Drittes Beispiel und der Gipfel der Anmaßung: Bei den Dramen "Werner" (1840) bzw. "Ella Rose" (1856) bemängelt Gebhardt jeweils den Schluss. Er versucht sich selbst als Dichter und will es nun besser machen als Gutzkow. Dem erstaunten Leser werden seitenlang Vorschläge für Neufassungen präsentiert. Bei "Ella Rose" beispielsweise akzeptiert es Gebhardt nicht, dass sich in der letzten Szene, die "dem Dramatiker Gutzkow zur Unehre gereicht", die Titelheldin erdolcht. Dieser Missstand wird nun beseitigt, Ella darf weiterleben und sich als Schauspielerin selbst finden, die von nun an in Autonomie ganz ihrer Kunst lebt. Mit der unvergleichlichen Sprachmacht Gebhardts wird uns mitgeteilt: "Mit einem solchen [...] Lösungsvorschlag [...] erfährt Ella Rose [...] eine konsequente Durchformung von Zielgerade und Ziellinie ganz im Sinne der Titelheldin." Und schließlich noch der Höhepunkt: Der Verfasser ist offenbar überzeugt, dass in kommenden Editionen der alte, schlechte Schluss durch den seinen ersetzt werde, denn er schreibt im Indikativ: "Ella Rose ist die legitime Vorläuferin von Ibsens Nora.

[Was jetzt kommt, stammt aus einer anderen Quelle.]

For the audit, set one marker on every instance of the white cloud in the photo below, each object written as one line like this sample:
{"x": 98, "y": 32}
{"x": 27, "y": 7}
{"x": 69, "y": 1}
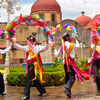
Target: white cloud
{"x": 25, "y": 9}
{"x": 71, "y": 9}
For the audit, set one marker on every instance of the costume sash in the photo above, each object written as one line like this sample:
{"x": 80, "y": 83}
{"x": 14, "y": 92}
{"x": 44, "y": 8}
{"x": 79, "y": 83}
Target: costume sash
{"x": 36, "y": 65}
{"x": 66, "y": 53}
{"x": 95, "y": 57}
{"x": 5, "y": 71}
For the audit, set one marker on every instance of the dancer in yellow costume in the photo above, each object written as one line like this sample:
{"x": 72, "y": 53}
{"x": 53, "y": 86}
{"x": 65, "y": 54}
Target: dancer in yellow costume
{"x": 2, "y": 86}
{"x": 32, "y": 58}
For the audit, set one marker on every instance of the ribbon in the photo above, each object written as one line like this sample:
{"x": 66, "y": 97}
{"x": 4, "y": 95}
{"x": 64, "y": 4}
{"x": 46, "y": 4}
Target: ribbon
{"x": 5, "y": 71}
{"x": 36, "y": 66}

Das wird ihr mit revidierter Schlussfassung für immer einen Platz in der Geschichte der dramatischen Gestaltungen sichern." Freuen wir uns also, dass Gutzkow endlich einen Dramaturgen gefunden hat, der seine Dramen so umschreibt, dass sie doch noch in die Geschichte eingehen.

Armin Gebhardt, der seinen persönlichen Tellerrand für den Horizont der Forschung hält, kommt in seinem Buch auch ganz ohne Sekundärliteratur aus und fand auch nicht mehr die Energie, sein Opus Korrektur zu lesen. Das Buch ist übersät von Fehlern. So wurde aus "Ultramontanismus" der herrliche Neologismus "Ultraromantismus". Auch sachliche Fehler finden sich laufend: Gebhardt lässt Gutzkow ein Jahr nach seinem ersten Roman "Briefe eines Narren an eine Närrin" (1832) bereits seinen sechsten Roman veröffentlichen. So ein Vielschreiber war nicht einmal Gutzkow, "Maha Guru" (1833) war erst sein zweiter Roman.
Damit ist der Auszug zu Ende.